London Virtual Run

Running When Overweight

All bodies, no matter how fat or thin, are capable of running. The thoughts of being too overweight to run may cross your mind, but the truth is, YES, you can run no matter what body type you are. It all comes down to practice and taking baby steps towards the goal you want to meet. Countless articles may sell you on the idea of buying the perfect gear or consuming certain food all to run better. The truth is, in order to run, all you need is the will and determination to run and, of course, a little comfort. 

 

1. Comfort

The first step is to wear something comfortable. Aching and swollen feet due to the wrong choice of footwear isn’t really a great way to start. It is better to run in shoes that have soft and comfortable soles. 

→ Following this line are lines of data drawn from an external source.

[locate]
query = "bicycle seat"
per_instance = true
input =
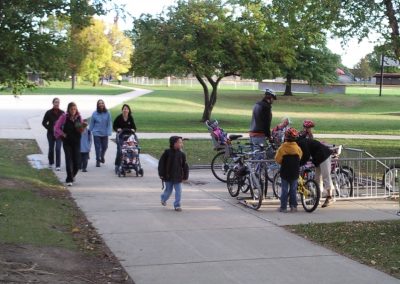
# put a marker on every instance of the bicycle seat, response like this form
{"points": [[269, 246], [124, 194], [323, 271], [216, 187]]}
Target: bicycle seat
{"points": [[234, 137]]}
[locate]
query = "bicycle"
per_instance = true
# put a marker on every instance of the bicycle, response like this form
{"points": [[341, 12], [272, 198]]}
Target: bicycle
{"points": [[308, 190], [243, 177], [222, 161]]}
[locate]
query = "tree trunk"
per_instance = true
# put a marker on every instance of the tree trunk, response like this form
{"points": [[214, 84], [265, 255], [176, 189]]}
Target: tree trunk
{"points": [[206, 112], [288, 88], [73, 78], [394, 26]]}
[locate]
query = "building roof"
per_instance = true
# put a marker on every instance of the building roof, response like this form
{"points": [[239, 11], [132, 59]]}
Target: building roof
{"points": [[387, 75]]}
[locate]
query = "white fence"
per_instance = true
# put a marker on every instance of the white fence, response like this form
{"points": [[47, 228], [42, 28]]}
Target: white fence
{"points": [[192, 82]]}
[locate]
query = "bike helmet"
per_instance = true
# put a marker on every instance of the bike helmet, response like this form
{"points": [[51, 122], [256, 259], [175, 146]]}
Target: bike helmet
{"points": [[172, 140], [291, 134], [308, 124], [269, 92]]}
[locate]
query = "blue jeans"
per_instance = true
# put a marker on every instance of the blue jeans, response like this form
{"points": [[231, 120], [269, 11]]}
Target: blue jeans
{"points": [[100, 145], [57, 143], [169, 185], [292, 186], [72, 159]]}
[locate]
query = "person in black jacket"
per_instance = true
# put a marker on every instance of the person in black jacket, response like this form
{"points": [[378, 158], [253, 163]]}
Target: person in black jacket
{"points": [[321, 158], [260, 126], [49, 119], [123, 121], [173, 169]]}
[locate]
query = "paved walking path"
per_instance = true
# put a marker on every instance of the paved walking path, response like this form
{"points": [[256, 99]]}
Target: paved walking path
{"points": [[214, 239]]}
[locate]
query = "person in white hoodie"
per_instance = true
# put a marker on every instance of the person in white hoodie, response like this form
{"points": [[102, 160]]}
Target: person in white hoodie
{"points": [[101, 128]]}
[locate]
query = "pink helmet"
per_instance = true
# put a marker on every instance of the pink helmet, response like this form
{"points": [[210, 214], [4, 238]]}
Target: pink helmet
{"points": [[291, 134], [308, 124]]}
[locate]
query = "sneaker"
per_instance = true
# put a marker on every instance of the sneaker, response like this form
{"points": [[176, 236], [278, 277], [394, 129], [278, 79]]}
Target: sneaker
{"points": [[328, 201]]}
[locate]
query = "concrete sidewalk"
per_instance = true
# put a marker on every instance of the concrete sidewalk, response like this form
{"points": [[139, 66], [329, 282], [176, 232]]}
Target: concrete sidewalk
{"points": [[214, 239]]}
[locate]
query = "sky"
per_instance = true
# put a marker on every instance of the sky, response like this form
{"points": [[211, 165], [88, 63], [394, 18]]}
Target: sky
{"points": [[350, 53]]}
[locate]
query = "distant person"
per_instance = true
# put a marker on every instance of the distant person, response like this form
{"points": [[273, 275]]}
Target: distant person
{"points": [[278, 132], [288, 156], [123, 121], [260, 127], [49, 119], [321, 158], [173, 170], [307, 129], [100, 126], [69, 128], [86, 145], [119, 79]]}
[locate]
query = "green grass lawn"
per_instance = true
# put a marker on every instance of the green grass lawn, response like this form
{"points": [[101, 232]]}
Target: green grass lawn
{"points": [[31, 211], [64, 88], [372, 243], [180, 110]]}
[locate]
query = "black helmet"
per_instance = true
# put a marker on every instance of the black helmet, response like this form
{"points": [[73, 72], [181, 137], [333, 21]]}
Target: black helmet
{"points": [[269, 92]]}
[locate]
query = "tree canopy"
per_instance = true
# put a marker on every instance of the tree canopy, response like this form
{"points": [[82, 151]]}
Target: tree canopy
{"points": [[25, 45], [361, 18]]}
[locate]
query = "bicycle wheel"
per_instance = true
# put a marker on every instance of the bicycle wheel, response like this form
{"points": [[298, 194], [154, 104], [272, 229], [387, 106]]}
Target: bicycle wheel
{"points": [[310, 195], [232, 183], [272, 169], [343, 181], [277, 185], [256, 193], [346, 179], [391, 178], [220, 165]]}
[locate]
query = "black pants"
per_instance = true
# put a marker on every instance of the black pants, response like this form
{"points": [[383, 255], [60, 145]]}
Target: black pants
{"points": [[72, 159], [84, 160], [57, 143]]}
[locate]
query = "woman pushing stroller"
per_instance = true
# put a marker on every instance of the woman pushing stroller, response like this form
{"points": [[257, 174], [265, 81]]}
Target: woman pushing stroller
{"points": [[123, 121]]}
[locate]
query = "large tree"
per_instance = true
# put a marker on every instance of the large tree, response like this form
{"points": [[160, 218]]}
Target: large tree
{"points": [[121, 52], [199, 38], [363, 70], [25, 46], [300, 45], [99, 51]]}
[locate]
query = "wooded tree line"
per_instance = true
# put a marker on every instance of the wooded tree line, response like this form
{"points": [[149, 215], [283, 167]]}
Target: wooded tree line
{"points": [[59, 39], [208, 39]]}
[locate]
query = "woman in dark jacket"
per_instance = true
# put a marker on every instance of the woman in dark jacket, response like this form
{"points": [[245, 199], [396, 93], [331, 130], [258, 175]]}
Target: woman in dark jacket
{"points": [[321, 158], [123, 121], [69, 128], [173, 169], [49, 119]]}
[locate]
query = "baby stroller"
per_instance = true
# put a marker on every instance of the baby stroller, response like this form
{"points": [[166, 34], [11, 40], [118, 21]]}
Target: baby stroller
{"points": [[129, 153]]}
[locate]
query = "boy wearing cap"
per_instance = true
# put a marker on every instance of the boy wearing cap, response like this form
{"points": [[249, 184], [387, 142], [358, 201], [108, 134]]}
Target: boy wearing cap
{"points": [[173, 169]]}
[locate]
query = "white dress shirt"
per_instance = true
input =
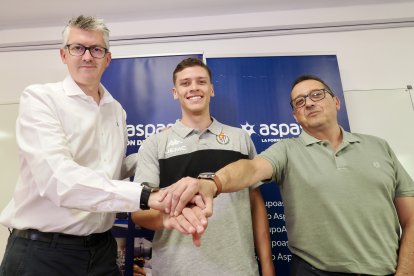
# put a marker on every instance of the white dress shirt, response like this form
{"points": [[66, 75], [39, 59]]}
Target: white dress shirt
{"points": [[72, 155]]}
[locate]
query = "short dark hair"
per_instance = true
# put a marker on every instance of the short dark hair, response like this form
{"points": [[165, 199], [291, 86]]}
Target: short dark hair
{"points": [[311, 77], [190, 62]]}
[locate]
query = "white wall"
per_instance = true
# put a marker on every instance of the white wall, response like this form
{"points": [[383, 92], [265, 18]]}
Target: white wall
{"points": [[368, 59]]}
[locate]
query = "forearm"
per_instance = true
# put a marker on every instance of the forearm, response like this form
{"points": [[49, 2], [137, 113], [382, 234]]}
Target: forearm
{"points": [[150, 219], [405, 265]]}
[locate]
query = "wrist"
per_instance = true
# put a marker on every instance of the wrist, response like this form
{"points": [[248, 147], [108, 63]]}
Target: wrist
{"points": [[147, 199], [212, 177]]}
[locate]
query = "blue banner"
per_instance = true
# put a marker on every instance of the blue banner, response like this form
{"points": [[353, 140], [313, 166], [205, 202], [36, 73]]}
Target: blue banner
{"points": [[252, 93]]}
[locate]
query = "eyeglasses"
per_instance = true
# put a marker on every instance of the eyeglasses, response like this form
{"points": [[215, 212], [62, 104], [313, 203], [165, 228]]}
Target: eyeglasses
{"points": [[79, 50], [314, 95]]}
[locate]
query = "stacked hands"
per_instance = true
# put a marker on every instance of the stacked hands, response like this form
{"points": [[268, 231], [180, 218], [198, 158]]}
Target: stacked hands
{"points": [[185, 206]]}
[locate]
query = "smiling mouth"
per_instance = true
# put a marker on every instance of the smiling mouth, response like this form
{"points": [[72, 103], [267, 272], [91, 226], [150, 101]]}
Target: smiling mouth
{"points": [[313, 113], [194, 98]]}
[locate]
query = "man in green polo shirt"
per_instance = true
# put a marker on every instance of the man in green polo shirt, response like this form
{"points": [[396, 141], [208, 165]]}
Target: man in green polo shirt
{"points": [[346, 195]]}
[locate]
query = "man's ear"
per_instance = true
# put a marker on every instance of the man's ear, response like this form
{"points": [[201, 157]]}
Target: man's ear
{"points": [[63, 55], [174, 91]]}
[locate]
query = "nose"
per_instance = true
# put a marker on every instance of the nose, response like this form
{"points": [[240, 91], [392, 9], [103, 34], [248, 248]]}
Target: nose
{"points": [[87, 55], [194, 86]]}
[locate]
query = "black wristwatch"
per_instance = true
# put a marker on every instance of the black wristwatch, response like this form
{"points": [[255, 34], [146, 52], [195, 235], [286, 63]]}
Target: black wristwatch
{"points": [[213, 177], [147, 189]]}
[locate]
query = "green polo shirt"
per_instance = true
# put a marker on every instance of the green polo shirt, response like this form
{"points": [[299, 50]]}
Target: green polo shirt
{"points": [[340, 215]]}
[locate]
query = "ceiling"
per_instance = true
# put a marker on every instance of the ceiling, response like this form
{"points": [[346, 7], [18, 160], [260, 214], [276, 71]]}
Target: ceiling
{"points": [[17, 14]]}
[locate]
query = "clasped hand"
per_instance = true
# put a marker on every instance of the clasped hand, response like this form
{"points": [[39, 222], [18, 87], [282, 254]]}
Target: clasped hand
{"points": [[185, 206]]}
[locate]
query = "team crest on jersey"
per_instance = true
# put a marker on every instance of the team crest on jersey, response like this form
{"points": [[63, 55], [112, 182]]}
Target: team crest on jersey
{"points": [[223, 138]]}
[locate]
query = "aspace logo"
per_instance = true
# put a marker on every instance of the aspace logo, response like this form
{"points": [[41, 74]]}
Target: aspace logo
{"points": [[272, 132], [138, 133]]}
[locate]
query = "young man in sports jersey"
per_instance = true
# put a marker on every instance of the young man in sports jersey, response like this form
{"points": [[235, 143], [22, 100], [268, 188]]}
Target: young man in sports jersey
{"points": [[194, 146]]}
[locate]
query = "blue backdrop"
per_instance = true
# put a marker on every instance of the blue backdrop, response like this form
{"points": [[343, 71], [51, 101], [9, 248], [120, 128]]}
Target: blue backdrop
{"points": [[250, 92]]}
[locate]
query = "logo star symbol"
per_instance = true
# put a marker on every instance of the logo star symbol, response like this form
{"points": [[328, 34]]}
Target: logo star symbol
{"points": [[248, 128]]}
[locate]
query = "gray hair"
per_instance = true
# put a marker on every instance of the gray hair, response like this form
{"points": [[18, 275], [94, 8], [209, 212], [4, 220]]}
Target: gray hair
{"points": [[87, 23]]}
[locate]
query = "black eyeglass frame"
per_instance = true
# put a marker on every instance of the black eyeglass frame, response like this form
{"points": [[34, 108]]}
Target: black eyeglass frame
{"points": [[309, 96], [85, 49]]}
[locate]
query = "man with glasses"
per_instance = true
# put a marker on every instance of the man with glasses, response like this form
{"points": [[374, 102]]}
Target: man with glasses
{"points": [[72, 143], [345, 194]]}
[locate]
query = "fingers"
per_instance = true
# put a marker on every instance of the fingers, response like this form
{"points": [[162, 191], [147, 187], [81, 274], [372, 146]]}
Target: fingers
{"points": [[208, 209], [197, 239], [178, 224], [198, 201], [139, 271], [186, 189], [196, 218]]}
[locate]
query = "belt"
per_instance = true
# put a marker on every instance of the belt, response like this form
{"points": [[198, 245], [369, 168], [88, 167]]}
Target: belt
{"points": [[59, 238]]}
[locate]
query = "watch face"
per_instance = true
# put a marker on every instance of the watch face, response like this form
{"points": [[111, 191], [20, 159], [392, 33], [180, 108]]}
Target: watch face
{"points": [[208, 175], [152, 186]]}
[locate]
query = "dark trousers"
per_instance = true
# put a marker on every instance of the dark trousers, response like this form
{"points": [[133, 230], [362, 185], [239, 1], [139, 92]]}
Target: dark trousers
{"points": [[299, 267], [28, 255]]}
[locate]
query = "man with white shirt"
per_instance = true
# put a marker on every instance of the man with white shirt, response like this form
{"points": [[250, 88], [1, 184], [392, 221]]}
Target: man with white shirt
{"points": [[72, 142]]}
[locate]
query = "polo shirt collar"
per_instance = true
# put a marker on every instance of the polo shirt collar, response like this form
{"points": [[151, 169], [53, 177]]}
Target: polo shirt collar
{"points": [[183, 131], [347, 138]]}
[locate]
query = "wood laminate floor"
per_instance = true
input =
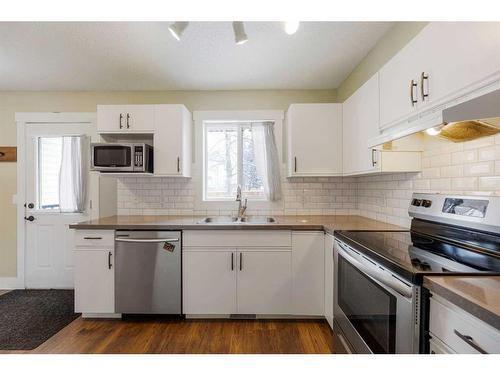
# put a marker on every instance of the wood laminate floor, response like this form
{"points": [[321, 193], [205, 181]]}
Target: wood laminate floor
{"points": [[192, 337]]}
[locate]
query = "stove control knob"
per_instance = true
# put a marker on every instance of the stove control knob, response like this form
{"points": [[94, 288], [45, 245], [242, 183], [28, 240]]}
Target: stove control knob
{"points": [[416, 202], [426, 203]]}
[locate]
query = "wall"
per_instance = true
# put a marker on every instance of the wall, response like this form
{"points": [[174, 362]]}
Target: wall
{"points": [[469, 168], [301, 196], [395, 39], [12, 102]]}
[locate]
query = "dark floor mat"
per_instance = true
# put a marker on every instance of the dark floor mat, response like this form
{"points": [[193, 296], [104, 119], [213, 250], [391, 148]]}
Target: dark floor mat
{"points": [[30, 317]]}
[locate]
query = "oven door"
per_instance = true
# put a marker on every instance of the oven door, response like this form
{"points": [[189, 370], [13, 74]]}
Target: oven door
{"points": [[112, 157], [376, 311]]}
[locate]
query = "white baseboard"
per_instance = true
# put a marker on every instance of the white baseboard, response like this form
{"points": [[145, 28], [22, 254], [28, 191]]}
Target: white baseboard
{"points": [[11, 283]]}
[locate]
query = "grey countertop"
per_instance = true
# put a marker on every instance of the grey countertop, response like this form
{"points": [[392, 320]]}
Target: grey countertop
{"points": [[314, 222], [478, 295]]}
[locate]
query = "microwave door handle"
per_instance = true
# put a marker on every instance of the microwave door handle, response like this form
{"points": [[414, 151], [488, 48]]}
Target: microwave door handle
{"points": [[377, 275]]}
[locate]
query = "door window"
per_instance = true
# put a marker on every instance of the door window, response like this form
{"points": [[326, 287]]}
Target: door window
{"points": [[49, 167]]}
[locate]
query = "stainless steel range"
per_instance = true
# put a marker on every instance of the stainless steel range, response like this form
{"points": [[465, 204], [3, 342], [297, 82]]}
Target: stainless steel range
{"points": [[378, 302]]}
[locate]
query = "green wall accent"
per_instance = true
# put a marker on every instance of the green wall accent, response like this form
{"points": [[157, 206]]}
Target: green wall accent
{"points": [[393, 41]]}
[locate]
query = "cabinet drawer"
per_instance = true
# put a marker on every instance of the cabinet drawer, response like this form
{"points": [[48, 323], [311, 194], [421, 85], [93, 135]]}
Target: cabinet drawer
{"points": [[95, 238], [454, 327], [237, 238]]}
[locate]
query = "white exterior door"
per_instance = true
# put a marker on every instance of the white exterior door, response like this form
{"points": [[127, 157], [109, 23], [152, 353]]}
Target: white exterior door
{"points": [[49, 244]]}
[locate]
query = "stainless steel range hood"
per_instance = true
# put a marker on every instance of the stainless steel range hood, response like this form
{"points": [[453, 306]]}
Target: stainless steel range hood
{"points": [[476, 118]]}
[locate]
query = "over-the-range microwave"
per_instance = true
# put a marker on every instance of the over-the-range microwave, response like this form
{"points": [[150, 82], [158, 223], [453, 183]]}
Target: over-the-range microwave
{"points": [[121, 157]]}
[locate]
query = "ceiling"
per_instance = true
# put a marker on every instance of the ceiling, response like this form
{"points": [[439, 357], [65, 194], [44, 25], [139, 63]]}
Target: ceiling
{"points": [[144, 56]]}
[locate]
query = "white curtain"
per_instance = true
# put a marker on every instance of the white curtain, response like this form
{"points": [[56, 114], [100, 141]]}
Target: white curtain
{"points": [[73, 174], [267, 158]]}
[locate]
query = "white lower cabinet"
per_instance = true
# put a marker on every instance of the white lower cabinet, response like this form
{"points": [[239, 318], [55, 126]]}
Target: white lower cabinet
{"points": [[329, 277], [209, 281], [284, 277], [459, 331], [264, 282], [308, 281], [94, 281]]}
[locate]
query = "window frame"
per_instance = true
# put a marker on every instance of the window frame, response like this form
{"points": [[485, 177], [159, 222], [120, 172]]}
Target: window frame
{"points": [[227, 206], [240, 126]]}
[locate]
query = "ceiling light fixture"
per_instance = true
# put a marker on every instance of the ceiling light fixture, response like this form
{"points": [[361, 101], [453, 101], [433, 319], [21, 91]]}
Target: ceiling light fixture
{"points": [[291, 27], [177, 28], [239, 32], [434, 131]]}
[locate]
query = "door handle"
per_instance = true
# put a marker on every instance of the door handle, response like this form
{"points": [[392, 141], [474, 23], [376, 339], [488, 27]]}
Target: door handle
{"points": [[374, 162], [146, 240], [413, 85], [469, 340], [424, 77]]}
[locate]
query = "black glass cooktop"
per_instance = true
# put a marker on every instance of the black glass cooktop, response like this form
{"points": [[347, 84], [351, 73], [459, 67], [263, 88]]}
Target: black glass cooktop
{"points": [[413, 255]]}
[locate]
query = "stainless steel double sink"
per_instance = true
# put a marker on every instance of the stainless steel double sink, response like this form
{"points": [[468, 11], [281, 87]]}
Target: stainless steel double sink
{"points": [[235, 220]]}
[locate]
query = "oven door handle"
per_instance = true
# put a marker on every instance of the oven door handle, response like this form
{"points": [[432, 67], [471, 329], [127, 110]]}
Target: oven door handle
{"points": [[379, 276]]}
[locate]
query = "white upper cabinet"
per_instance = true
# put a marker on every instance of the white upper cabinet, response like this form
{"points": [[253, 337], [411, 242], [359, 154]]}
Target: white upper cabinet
{"points": [[314, 133], [125, 118], [445, 61], [458, 56], [360, 123], [172, 140], [170, 124]]}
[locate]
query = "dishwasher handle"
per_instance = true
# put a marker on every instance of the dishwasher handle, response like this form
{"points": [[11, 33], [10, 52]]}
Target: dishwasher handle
{"points": [[146, 240]]}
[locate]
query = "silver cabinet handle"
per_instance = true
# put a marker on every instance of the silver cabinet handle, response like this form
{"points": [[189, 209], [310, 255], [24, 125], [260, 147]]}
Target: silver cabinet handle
{"points": [[374, 162], [146, 240], [469, 340], [377, 275], [424, 77], [413, 85]]}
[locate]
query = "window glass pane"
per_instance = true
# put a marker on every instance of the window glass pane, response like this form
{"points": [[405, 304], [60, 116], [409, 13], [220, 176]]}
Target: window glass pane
{"points": [[251, 183], [222, 169], [49, 165]]}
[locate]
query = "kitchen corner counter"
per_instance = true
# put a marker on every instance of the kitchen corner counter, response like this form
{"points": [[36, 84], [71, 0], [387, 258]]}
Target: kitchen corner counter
{"points": [[478, 295], [327, 223]]}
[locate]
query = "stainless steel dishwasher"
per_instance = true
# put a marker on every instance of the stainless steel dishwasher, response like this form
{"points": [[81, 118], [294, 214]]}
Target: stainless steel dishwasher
{"points": [[148, 272]]}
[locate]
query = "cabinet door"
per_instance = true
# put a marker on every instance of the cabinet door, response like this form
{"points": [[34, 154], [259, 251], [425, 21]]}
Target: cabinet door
{"points": [[456, 56], [264, 282], [209, 281], [111, 118], [168, 140], [308, 249], [395, 80], [314, 139], [350, 128], [94, 281], [140, 118], [368, 124], [329, 279]]}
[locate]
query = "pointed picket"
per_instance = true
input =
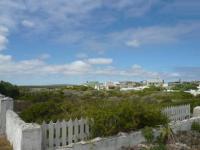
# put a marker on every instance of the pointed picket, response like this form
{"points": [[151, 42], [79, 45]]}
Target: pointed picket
{"points": [[70, 131], [51, 134], [57, 129], [44, 134]]}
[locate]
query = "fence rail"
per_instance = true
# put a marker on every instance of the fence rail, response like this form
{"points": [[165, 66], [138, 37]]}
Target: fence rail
{"points": [[64, 133], [177, 113]]}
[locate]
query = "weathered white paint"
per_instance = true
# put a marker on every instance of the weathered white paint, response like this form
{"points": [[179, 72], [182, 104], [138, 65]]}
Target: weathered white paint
{"points": [[6, 103], [177, 113], [196, 111], [21, 135], [111, 143], [64, 133]]}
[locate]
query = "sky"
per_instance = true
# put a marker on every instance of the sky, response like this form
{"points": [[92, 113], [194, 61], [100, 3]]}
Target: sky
{"points": [[65, 41]]}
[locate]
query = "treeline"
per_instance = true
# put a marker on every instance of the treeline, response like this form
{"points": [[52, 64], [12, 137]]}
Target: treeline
{"points": [[113, 111]]}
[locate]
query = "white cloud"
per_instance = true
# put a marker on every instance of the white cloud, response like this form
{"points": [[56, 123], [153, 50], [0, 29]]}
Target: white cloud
{"points": [[100, 61], [135, 37], [39, 67], [134, 43], [27, 23], [5, 58]]}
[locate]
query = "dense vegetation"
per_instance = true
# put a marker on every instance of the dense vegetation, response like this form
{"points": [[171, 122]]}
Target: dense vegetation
{"points": [[112, 111], [185, 86]]}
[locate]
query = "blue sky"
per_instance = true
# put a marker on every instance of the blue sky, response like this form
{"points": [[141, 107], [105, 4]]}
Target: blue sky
{"points": [[64, 41]]}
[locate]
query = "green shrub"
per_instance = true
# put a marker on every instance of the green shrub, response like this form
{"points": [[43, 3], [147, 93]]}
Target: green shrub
{"points": [[195, 126], [159, 147], [147, 132]]}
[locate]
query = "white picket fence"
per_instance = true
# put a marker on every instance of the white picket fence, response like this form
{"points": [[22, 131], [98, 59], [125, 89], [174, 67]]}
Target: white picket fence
{"points": [[64, 133], [177, 113]]}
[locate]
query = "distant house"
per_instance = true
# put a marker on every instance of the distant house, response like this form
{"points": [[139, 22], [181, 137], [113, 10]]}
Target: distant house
{"points": [[155, 82]]}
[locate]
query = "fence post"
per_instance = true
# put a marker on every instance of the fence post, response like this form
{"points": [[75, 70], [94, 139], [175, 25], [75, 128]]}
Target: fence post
{"points": [[6, 103]]}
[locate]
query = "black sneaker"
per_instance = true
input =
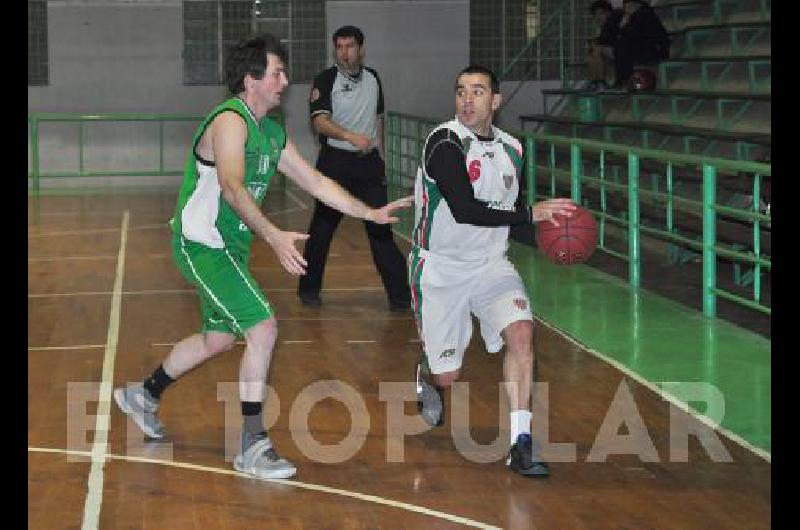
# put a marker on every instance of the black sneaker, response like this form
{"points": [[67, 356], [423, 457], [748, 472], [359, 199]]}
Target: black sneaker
{"points": [[523, 459], [400, 307], [430, 401]]}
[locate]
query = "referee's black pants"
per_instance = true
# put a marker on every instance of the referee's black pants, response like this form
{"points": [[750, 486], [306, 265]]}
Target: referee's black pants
{"points": [[364, 177]]}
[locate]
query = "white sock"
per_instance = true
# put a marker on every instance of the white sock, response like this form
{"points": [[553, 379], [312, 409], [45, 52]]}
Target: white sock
{"points": [[520, 423]]}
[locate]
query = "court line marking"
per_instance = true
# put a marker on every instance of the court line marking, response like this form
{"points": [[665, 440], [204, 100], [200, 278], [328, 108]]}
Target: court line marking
{"points": [[297, 484], [73, 232], [180, 291], [97, 230], [75, 347], [71, 258], [94, 494], [660, 392]]}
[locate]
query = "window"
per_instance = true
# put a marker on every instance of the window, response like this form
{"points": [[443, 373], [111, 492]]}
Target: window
{"points": [[37, 43], [498, 30], [210, 26]]}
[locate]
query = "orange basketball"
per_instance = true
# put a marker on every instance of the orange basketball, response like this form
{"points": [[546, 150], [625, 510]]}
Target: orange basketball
{"points": [[573, 241]]}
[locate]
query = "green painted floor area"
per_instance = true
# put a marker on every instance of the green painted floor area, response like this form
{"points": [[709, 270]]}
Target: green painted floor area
{"points": [[659, 339]]}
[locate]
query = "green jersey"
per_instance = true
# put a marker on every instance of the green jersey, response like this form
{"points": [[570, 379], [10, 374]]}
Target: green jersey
{"points": [[202, 214]]}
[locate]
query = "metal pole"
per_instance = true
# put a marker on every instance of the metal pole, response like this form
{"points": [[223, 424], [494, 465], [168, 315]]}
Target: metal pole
{"points": [[709, 240], [634, 263], [35, 153], [530, 168], [575, 173]]}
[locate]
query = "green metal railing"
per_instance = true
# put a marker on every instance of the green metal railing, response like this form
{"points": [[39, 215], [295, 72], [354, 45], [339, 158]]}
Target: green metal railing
{"points": [[83, 121], [35, 173], [590, 177]]}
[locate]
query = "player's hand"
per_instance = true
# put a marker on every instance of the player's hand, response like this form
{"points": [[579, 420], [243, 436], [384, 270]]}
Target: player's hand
{"points": [[361, 141], [384, 215], [549, 209], [283, 244]]}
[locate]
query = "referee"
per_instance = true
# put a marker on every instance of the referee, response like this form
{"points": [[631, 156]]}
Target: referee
{"points": [[346, 105]]}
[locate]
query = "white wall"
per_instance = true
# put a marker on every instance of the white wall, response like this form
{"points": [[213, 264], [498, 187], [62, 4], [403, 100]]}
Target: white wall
{"points": [[126, 57]]}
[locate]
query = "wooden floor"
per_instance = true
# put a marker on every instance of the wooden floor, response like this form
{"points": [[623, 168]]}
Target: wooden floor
{"points": [[106, 303]]}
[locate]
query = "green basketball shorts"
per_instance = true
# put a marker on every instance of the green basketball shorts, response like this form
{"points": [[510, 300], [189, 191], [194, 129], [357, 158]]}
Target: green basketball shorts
{"points": [[230, 299]]}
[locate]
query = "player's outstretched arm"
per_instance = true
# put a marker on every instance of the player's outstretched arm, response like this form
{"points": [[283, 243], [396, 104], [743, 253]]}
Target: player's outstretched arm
{"points": [[229, 135], [549, 210], [328, 191]]}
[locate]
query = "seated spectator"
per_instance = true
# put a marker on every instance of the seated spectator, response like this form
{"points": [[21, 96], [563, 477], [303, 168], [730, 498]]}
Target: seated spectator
{"points": [[641, 40], [601, 48]]}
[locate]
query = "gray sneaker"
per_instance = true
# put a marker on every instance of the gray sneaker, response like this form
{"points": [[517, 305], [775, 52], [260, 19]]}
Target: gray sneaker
{"points": [[261, 461], [132, 401], [429, 400]]}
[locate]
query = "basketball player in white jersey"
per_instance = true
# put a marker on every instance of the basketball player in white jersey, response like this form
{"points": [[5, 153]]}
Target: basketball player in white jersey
{"points": [[467, 194]]}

The next thing to check is the clothes. You don't want to run in something which is extremely tight and doesn't allow you to move freely. Opt for something which seems flexible and breathable. 

 

2. Warm-ups

Warm-ups are a good way to minimize injury. Suggested warm-ups are:

  1. Stretching
  2. Jogging
  3. Brisk walking

 

3. Building Up Stamina

Instead of starting with an hour-long run, it is better to start slowly and then build up the pace according to what seems fit. Engage yourself in a 10–15-minute run. Stick to it for some days and then build it up to the goal you wished to achieve.

 

4. Plugin Your Earphones

To enjoy the run, listen to music or tune in to your favorite podcast.

 

5. Rest Days

As many have heard, "excess of everything is bad." It is also true for running. Give your body time to relax by taking a day or two off and run 4 or 5 times a week. 

 

Final Word

The key to success and getting the results you need is consistency. You have to stick to a plan in order to make it work. It may seem difficult at first, but nothing is better than working hard for a goal and seeing it come true.